Flûte tourbillonnante
Le répertoire, le voilà qui se déploie dans sa forme la plus connue, tirée des albums «Stand Up» en 1969, «Aqualung» en 71, «Thick as a brick» l’année suivante ou encore «Songs from the Wood» en 1977.
Alternant le chant et le jeu à sa flûte tourbillonnante, l’un et l’autre immédiatement reconnaissables, l’Ecossais donne «Black sunday», «Dharma for one» ou le plus récent «The Zealot gene», on se prend maintenant à y croire et le public est ravi, définitivement conquis quand résonnent «Pavane» ou la fameuse «Bourrée» empruntée à Jean-Sébastien Bach.
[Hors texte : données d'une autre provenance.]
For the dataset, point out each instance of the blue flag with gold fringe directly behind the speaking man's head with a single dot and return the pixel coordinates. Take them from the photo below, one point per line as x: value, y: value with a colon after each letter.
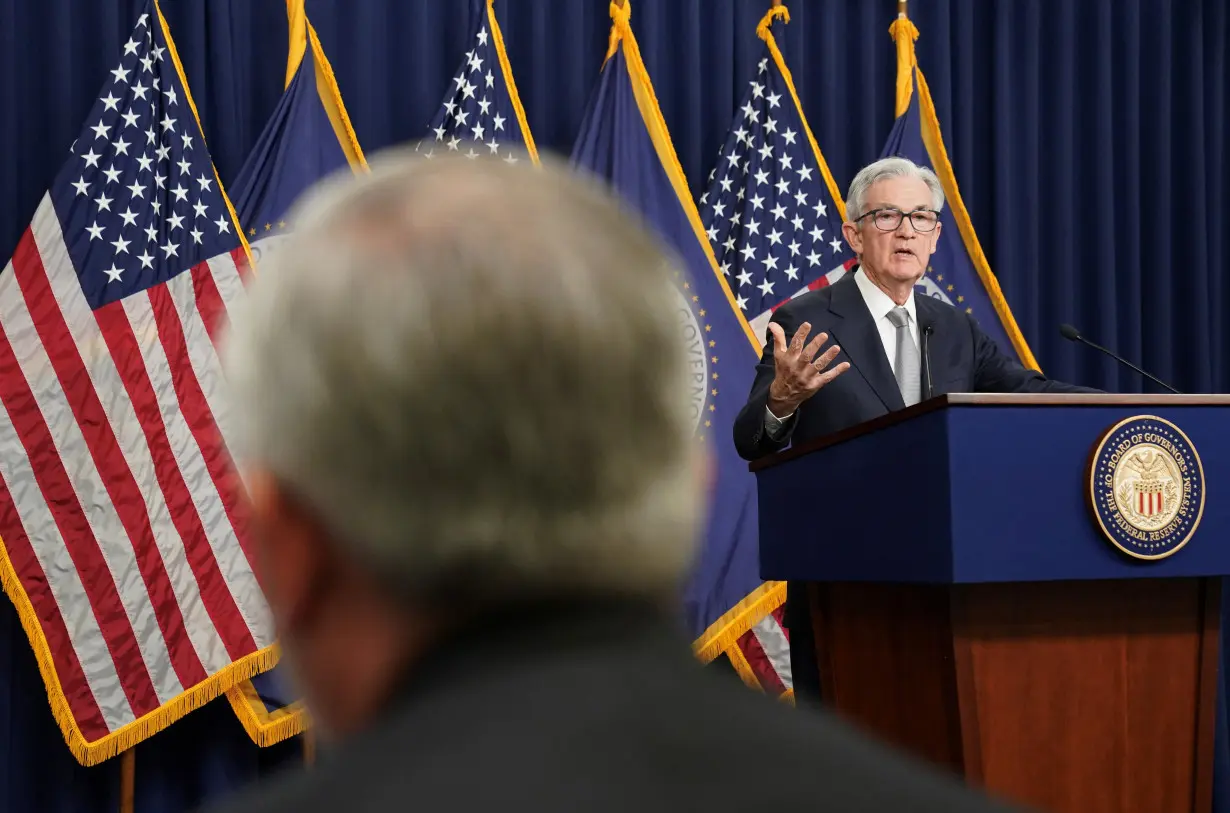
x: 960, y: 274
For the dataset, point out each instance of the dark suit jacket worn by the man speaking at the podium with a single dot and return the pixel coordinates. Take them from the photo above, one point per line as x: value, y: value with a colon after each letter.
x: 964, y: 360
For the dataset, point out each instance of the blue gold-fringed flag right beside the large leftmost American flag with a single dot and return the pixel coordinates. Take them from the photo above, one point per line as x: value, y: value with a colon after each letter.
x: 308, y: 138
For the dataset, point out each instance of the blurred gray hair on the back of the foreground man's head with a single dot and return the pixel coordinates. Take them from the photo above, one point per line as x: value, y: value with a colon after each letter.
x: 474, y: 375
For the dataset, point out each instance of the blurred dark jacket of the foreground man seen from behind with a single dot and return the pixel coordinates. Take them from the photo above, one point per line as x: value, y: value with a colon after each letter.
x: 600, y: 709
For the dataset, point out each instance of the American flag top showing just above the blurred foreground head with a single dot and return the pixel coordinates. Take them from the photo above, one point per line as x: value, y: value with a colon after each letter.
x: 483, y: 114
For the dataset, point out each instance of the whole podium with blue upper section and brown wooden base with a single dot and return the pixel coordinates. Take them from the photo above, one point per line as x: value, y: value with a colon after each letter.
x: 969, y: 607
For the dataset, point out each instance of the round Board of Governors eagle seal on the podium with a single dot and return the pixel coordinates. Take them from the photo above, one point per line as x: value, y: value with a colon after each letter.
x: 1147, y: 488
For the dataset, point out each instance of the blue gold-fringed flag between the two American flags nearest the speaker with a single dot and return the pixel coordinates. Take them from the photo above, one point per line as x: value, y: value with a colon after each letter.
x: 624, y: 141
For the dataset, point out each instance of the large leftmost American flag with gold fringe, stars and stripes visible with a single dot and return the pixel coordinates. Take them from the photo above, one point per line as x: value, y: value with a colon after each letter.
x: 122, y: 517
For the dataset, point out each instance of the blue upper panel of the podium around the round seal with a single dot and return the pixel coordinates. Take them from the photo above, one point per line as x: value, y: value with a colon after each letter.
x: 975, y: 494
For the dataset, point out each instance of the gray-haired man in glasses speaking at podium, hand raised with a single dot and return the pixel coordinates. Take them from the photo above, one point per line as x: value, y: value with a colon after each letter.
x: 890, y: 350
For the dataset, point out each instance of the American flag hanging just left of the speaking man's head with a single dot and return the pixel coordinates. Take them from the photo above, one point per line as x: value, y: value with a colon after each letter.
x: 772, y: 216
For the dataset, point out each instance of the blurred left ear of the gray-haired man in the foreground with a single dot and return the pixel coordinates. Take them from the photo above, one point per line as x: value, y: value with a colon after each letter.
x: 291, y: 549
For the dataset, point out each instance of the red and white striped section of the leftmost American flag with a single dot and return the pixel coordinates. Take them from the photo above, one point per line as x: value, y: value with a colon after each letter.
x: 120, y: 507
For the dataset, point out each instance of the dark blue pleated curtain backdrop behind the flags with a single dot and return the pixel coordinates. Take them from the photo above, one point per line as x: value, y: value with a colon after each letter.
x: 1089, y: 141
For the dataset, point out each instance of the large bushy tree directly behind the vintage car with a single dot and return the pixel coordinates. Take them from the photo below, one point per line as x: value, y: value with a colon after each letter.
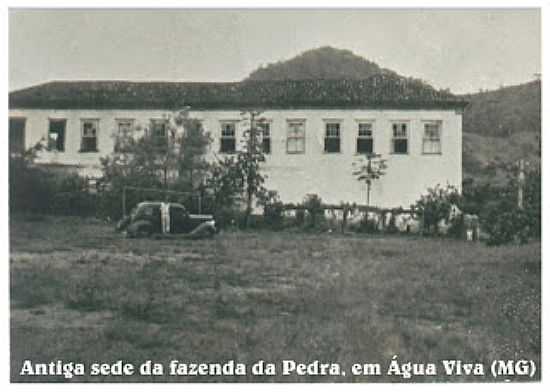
x: 165, y: 154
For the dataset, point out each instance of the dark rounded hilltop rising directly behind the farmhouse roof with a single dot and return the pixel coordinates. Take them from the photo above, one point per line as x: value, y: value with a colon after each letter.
x: 321, y: 63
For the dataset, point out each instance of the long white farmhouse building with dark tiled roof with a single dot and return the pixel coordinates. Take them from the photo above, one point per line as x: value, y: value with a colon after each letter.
x: 315, y: 129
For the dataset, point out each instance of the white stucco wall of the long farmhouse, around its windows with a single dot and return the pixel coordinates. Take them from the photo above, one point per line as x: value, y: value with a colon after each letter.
x: 293, y: 175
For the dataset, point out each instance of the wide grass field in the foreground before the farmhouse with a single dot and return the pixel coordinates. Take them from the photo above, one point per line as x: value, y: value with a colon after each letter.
x: 80, y: 292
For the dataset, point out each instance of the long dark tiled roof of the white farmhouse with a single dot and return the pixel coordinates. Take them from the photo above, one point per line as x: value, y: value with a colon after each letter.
x: 377, y: 91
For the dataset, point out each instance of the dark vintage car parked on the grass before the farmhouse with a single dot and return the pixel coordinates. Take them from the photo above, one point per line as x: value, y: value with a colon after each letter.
x: 159, y: 218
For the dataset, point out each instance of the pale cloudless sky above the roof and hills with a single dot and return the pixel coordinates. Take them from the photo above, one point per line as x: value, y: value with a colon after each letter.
x: 464, y: 50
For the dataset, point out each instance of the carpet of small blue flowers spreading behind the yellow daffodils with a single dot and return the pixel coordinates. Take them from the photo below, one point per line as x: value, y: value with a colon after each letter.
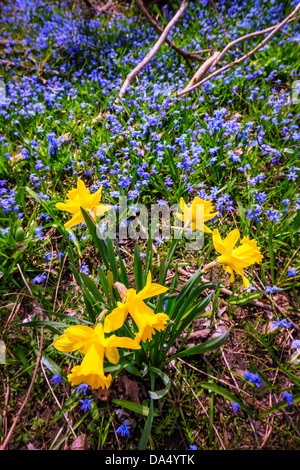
x: 153, y: 144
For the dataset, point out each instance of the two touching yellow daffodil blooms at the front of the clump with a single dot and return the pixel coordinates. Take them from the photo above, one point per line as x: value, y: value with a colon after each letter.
x: 94, y: 344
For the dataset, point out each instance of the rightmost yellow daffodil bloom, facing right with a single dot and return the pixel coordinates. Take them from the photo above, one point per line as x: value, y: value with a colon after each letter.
x: 235, y: 259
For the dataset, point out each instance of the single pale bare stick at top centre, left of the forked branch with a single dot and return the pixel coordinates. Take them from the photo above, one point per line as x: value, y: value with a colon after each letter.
x: 130, y: 77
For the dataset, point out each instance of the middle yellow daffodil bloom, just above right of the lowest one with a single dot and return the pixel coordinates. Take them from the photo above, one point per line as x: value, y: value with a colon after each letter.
x: 145, y: 319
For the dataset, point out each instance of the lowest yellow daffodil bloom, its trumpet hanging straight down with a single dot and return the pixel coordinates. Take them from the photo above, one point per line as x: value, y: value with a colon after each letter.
x: 91, y: 342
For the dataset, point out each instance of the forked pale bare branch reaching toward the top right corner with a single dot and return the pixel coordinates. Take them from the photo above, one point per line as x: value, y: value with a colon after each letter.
x: 274, y: 30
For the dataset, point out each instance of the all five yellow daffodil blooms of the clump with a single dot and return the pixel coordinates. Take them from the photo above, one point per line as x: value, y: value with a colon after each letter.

Les morceaux sont transfigurés, le maître leur confère une dynamique plus rock, et parvient à donner un surcroît d’originalité à toutes ces pièces qui dès l’origine en furent richement pourvues.
On entend «Living in the past», on y retourne sans regrets, au passé, tandis que sur grand écran défilent des images (guerre au Vietnam, marches pour la paix, discours de Martin Luther King…) canoniques de l’époque où Anderson était au sommet de son art.
L’ébouriffant ménestrel est-il capable encore de ces poses qui jadis contribuèrent à sa renommée? Cette façon de se tenir sur une jambe, pied de l’autre en repli sur celle-ci?
Il a 74 ans, répétons-le, mais il y parvient sans chanceler, dans les dernières saisons d’une carrière dont il souligne la longévité en signalant le nombre des batteurs qui l’ont accompagné: 79!
Retentit alors ce que le public attendait avec ferveur: le merveilleux «Aqualong», suivi de l’historique «Locomotive Breath», plus pulsant que jamais. Les versions que Jethro Tull en donne (tirons notre chapeau au guitariste Joe Parrish, aux côtés de David Goodier à la basse, John O’Hara aux claviers et Scott Hammond aux drums) sont elles aussi transfigurées, plus punchy et enrichies de variations nouvelles, mais c’est bien sur une page d’histoire du rock que s’achève ce concert, sous les bravos d’un public reconnaissant, qui sait gré à Ian Anderson d’avoir prouvé que ni lui-même, le public, ni Jethro Tull ne sont «too old to rock’n’roll».